Não acho esta metáfora credível como representação dos diferentes processos de decisão que temos que enfrentar nas nossas vidas. É muito redutora. Representa uma escolha entre o preto e o branco num Mundo cheio de cinzentos. É a imagem do maniqueísmo que nos leva a colocar rótulos em tudo, sem conhecer as diversas perspectivas e diferentes pontos de vista. Esta dicotomia anjinho/diabinho é a razão pela qual é impossível ter uma conversa racional neste Mundo!

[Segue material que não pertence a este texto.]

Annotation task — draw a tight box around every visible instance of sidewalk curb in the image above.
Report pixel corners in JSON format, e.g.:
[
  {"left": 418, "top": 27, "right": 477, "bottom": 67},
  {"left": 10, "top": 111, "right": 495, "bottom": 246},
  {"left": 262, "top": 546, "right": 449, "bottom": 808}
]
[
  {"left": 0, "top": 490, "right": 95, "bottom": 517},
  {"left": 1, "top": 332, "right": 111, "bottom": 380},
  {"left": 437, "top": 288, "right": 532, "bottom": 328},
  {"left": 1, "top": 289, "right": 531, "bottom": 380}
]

O que eu gostava mesmo era que andássemos sempre acompanhados pelo público do Preço Certo. Sempre que tivéssemos que tomar uma decisão difícil como "o que vamos comer logo à noite?", "devo convidar a rapariga que gosto para sair embora ela seja casada com o meu irmão?", "devemos matar a nossa mulher e o respectivo amante que acabámos de apanhar em flagrante e, se sim, como o vamos fazer?", as diversas pessoas da plateia gritariam a sua opinião, permitindo-nos tomar a decisão correcta. No meio daquela cacofonia está, algures, a verdade. A vida é, no fundo, uma montra final.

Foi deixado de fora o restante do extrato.